India will dramatically expand its artificial intelligence compute infrastructure by adding 20,000 GPUs over the next six months, more than doubling current capacity from 38,000 to over 58,000 units. IT Minister Ashwini Vaishnaw made the announcement at the India AI Impact Summit 2026, marking a significant acceleration in the country’s AI infrastructure buildout under AI Mission 2.0.
Orders for the new GPUs will be placed within one week of the announcement, with full deployment expected over the following six months.
This expansion forms part of what Vaishnaw described as AI Mission 2.0, emphasizing research and development, innovation diffusion, and common compute infrastructure accessible across startup, research, and student communities.

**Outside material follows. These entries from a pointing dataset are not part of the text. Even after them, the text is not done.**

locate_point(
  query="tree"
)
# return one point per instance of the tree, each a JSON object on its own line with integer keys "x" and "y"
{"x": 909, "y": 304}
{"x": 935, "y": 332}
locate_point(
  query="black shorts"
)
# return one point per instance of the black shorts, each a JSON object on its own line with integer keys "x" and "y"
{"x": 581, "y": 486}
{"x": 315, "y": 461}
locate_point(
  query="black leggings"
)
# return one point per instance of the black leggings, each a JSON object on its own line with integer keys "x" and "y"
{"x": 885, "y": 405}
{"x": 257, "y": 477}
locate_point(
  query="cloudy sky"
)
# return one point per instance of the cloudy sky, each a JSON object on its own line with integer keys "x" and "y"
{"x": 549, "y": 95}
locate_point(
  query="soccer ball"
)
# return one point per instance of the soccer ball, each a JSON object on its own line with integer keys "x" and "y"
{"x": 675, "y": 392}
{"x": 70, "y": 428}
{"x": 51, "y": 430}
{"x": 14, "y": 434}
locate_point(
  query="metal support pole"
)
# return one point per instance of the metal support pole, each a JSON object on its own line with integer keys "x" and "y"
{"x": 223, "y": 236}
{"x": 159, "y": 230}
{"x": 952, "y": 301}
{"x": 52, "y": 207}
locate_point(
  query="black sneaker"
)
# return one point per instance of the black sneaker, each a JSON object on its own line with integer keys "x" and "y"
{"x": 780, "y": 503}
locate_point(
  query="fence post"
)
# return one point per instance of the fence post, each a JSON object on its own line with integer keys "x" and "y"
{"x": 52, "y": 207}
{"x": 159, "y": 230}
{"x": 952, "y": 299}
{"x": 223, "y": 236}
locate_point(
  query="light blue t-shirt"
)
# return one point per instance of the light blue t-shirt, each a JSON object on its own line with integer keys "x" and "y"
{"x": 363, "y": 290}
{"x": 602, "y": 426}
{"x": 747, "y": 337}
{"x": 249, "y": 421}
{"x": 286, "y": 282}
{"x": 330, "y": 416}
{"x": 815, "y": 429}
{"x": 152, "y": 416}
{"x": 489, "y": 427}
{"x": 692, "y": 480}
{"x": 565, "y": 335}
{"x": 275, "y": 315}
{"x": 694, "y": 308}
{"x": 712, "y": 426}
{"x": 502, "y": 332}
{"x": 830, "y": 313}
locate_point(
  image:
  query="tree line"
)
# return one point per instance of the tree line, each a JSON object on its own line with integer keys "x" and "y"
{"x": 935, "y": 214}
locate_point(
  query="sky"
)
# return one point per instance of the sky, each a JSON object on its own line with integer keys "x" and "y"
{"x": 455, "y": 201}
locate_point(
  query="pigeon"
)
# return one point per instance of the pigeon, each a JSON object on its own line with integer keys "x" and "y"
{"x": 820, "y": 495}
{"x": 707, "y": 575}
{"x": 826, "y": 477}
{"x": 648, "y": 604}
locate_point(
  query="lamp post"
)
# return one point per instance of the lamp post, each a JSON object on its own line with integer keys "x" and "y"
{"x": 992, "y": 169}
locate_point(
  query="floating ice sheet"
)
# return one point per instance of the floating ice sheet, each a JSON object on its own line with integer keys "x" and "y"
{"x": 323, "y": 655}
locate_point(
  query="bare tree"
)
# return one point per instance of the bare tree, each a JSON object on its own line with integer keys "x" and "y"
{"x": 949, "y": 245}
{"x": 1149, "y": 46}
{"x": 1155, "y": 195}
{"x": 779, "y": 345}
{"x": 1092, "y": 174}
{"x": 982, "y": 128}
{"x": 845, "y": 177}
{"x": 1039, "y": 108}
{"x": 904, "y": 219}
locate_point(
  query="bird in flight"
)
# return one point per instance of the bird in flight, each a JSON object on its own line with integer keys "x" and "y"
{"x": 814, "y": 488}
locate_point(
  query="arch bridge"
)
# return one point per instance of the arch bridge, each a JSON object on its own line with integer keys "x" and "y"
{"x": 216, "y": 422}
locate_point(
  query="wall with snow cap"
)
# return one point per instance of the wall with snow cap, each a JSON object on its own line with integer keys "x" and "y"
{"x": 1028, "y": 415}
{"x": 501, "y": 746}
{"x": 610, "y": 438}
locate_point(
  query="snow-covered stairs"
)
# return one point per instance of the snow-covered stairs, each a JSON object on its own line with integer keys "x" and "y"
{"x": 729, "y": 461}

The expansion addresses critical compute capacity constraints that have limited AI development in India. Unlike many countries where AI infrastructure remains concentrated among a few large corporations, India has deliberately democratized access through its common compute layer, providing subsidized GPU access to researchers, startups, and public institutions at rates significantly below commercial cloud pricing.
Vaishnaw indicated that AI-related investment projections, previously estimated at $1 trillion including $90 billion already committed, are likely to be exceeded significantly.
The GPU expansion aligns with India’s semiconductor development roadmap under Semicon 2.0, where design will become the primary focus. This integrated approach linking AI compute requirements with semiconductor development reflects recognition that sustainable AI leadership requires controlling the full technology stack. As Vaishnaw emphasized, strategic autonomy means ensuring industry, government, and academia can collectively control national tech destiny than depending on foreign infrastructure and components.